The Black Wall Street Times reached out to these campaigns and to the leadership of the Tulsa County GOP on Sunday evening and again on Monday afternoon for comment on the display, but none responded before publication.
Matt Pinnell, Republican nominee for Lt. Governor, did express his displeasure
over the effort in a private Facebook message. The BWST obtained a screenshot of this message after it was posted publicly online. Pinnell, whose sign was displayed directly above the mock-wall, stated in the message “I had no idea they were doing this. And I don’t approve. I guess I’m going to have to get them to move my sign as I doubt they’ll stop doing that fundraiser.”
Before the fair asked the group to remove the display on Monday afternoon, Vuillemont-Smith stood firm in her defense of the exhibit, stating that the “reception has been positive”. When pressed on the pushback from the Latinx community, she responded that the community would “call it offensive no matter what we [the County GOP] do”
“Do you know of any part of Trump’s agenda the Latinos are standing behind?” she asked. “It has to do with the fact that he’s taking a stand on illegal immigration.

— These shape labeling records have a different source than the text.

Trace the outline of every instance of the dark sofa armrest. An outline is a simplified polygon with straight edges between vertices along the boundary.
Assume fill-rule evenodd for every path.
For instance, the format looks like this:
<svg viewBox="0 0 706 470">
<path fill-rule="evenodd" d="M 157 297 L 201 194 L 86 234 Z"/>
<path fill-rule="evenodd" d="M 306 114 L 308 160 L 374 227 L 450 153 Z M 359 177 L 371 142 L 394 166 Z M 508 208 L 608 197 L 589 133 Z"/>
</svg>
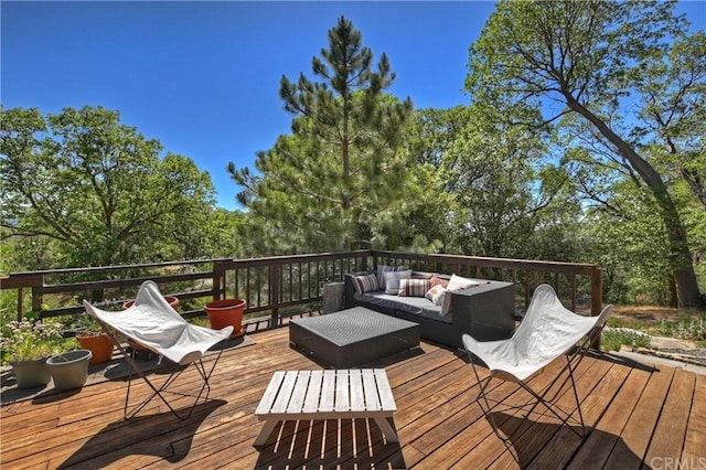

People want open borders and to come and go as they wish.”
Vuillemont-Smith then reiterated that she was speaking solely as a volunteer and not as a spokesperson for the party.
As the conversation continued, fair goers came and went at the booth, viewing the mock-wall, purchasing merchandise and taking pictures next to a cardboard cutout of President Trump. At one point, a group of white male teenagers came by the booth asking if they had any “I support Kavanaugh” t-shirts for sale. “No, we thought it was too soon for that”, another volunteer said with a laugh.
Writing on the bricks included “Build the Wall!”, “MAGA”, “I *heart* Kavanaugh”, “Keep it coming, President Trump” and more.
“I am for and stand with President Trump and his stand for the wall”, said Vuillemont-Smith. “Immigration is costing us tens of billions of dollars a year,” she continued. “We pay for their healthcare, education and welfare.”
While undocumented immigrants do receive free public education and access to emergency medical care, they do not receive traditional welfare benefits, such as food stamps, social security, “Obamacare”, medicaid, medicare, or children’s health insurance.
Miret has a much different take on the issue.
“Trump’s wall is supposed to stop an invasion coming from the south. However, there’s no invasion,” he said. “The undocumented population has remained stable at about 11 million for the last half a decade, according to the Pew Research Center. As a matter of fact, more Mexicans are leaving the United States than arriving. So it makes no sense to build a wall, even for security reasons.”
He also had a strong message to the Republican candidates whose signs appeared by the mock-wall. “I hope they reject this campaign and request to take it down… silence is not an option, because silence is consent.”
“We’re working on emotion, not intellect,” Vuillemont-Smith said. “Being offended is the in-thing now,” she continued, motioning with air-quotes.
“You can’t tell me that everyone is offended by it. If people are offended,” she said, “come and talk to me. I love having a dialogue.”
The Tulsa County GOP’s booth is located along the eastern wall of the River Spirit Expo building in the Tulsa County Fairgrounds.